Professional indemnity (PI) insurance for financial planners is unlikely to get cheaper as insurers continue to remain cautious about their exposure to the sector according to global insurance broker Marsh.
In its Pacific Insurance Market Report released yesterday Marsh National Manger, FINPRO Placement Services Paul Ducat stated that market conditions for professional liability remained soft in the last quarter of 2014 with insurers reviewing the profitability of the accountancy and real estate/property managers.
However insurers were either keeping away from financial planners or lifting the requirements at which they would provide PI insurance according to Ducat.
"Insurers continued to demonstrate a lack of interest for what they consider to be high-risk categories such as financial service providers (particularly financial planners) and property valuers, with cover being offered by an increasingly limited number of insurers," he said.
"As a result, these insurers are requiring that clients provide significantly more detailed information and knowledge of their businesses and practices."
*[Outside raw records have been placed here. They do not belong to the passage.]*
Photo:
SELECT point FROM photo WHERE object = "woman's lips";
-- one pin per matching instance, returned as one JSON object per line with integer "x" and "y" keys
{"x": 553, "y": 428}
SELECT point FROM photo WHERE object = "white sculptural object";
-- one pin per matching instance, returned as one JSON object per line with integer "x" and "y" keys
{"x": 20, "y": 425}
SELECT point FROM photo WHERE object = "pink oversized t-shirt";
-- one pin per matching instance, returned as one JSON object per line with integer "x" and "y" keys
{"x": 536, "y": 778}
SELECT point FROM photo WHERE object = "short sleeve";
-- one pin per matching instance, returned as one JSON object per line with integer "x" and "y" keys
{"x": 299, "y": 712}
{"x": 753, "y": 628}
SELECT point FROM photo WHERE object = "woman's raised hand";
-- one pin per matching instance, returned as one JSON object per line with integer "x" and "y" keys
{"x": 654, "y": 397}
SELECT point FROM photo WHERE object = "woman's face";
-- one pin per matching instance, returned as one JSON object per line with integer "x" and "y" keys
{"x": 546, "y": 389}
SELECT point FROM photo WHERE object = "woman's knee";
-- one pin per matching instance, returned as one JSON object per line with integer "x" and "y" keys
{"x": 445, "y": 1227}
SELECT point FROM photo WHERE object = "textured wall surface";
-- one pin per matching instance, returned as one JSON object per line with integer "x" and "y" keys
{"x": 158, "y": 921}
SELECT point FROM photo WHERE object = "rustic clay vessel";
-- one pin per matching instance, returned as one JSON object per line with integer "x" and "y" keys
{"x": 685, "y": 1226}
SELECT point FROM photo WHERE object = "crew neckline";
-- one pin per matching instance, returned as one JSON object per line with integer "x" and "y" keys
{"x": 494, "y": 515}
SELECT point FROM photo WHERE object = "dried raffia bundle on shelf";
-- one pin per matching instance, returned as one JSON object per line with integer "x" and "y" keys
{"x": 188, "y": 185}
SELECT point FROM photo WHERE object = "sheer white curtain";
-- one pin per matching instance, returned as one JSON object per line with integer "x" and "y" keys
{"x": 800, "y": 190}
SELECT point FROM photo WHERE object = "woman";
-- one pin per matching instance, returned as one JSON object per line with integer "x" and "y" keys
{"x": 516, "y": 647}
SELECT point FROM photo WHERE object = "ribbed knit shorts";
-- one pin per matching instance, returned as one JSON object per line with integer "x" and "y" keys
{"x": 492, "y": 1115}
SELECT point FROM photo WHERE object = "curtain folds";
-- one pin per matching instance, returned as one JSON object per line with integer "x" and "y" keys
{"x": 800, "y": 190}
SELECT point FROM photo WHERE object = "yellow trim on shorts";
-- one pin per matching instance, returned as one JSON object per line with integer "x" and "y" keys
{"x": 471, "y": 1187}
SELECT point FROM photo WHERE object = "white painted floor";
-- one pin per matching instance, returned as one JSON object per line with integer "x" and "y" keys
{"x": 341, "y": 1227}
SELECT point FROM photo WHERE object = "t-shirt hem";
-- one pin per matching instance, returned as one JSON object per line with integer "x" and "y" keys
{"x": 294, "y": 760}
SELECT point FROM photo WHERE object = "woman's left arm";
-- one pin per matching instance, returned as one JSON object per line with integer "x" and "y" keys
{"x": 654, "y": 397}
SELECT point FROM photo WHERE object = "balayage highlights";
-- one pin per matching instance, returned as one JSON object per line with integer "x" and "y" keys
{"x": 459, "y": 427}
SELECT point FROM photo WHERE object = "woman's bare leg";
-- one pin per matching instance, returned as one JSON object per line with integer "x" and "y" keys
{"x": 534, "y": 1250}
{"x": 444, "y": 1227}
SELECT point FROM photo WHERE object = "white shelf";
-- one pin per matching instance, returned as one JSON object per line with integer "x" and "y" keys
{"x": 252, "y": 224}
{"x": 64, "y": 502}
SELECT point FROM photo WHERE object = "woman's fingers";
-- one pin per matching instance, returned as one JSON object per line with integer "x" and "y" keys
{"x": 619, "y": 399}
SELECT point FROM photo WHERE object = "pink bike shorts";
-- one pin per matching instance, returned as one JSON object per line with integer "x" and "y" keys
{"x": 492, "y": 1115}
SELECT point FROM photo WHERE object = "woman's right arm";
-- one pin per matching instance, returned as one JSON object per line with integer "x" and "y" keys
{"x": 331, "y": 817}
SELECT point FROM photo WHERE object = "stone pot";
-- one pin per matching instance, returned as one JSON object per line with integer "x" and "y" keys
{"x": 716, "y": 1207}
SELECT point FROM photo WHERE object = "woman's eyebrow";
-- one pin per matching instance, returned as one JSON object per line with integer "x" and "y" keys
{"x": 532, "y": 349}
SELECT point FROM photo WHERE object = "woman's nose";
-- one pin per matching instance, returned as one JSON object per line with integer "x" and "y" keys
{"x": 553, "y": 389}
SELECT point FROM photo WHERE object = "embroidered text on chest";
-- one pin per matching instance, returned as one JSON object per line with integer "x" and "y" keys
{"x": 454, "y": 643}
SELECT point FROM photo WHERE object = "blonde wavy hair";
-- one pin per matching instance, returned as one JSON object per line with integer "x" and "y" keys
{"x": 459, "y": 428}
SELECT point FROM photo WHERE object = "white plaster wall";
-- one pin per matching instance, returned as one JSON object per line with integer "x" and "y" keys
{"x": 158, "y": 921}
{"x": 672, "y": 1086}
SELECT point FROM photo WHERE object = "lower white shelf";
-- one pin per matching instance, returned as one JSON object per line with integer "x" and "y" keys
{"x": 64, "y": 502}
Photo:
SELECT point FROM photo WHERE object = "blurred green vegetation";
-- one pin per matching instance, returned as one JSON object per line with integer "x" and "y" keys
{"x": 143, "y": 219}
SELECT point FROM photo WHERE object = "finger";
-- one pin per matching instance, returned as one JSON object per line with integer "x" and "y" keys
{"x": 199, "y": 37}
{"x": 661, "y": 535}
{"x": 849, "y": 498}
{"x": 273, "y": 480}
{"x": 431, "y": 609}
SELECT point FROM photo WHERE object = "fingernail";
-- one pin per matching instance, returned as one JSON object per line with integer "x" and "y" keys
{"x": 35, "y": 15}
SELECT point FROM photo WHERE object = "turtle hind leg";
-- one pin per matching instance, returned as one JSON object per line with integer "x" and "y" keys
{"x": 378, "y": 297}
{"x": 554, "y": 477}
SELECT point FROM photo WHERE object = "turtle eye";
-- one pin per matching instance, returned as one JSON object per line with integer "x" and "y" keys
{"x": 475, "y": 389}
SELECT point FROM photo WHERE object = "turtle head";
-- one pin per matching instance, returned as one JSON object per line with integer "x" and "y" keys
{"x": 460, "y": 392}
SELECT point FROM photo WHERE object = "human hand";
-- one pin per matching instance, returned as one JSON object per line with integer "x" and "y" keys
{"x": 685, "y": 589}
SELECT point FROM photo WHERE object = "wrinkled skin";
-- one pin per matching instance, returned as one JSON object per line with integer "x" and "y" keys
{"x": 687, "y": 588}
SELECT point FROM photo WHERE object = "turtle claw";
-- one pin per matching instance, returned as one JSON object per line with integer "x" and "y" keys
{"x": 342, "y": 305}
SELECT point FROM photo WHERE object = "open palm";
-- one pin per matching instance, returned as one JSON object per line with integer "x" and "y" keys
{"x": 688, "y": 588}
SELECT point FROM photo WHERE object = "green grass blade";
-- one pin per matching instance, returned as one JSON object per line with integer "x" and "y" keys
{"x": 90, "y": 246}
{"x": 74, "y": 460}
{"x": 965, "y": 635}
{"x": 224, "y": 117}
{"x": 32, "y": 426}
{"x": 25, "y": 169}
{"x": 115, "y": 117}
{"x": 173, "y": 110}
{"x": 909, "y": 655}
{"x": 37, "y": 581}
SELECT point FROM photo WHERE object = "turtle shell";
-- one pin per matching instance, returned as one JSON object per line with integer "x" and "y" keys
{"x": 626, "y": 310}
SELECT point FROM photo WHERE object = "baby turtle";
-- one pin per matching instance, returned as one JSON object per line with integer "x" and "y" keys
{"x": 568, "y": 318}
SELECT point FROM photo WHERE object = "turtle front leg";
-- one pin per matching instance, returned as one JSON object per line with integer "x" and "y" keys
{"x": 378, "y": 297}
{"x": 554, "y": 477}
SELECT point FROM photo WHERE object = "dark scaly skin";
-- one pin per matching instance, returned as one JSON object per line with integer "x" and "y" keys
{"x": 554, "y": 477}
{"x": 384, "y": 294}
Concerns also remained about the possibility of further claims by financial institutions with Ducat stating they were being treated with caution by insurers who were continuing to examine claims and notification histories in the wealth management sector.
"Coupled with the potential for further economic uncertainty in 2015, the flagging of further reviews on capital requirements, and the seven-year statute of limitations anniversary looming from the global financial crisis, insurers remain guarded and pressured to increase their reserves due to past loss years," Ducat said.
Although generally trending flat, the professional indemnity line could potentially experience rate increases. In cases where insurers are unable to obtain rate increases in their financial institution's professional indemnity portfolios, they are alternatively seeking increased deductibles and/or tighter control on the limits and capacity provided on each risk."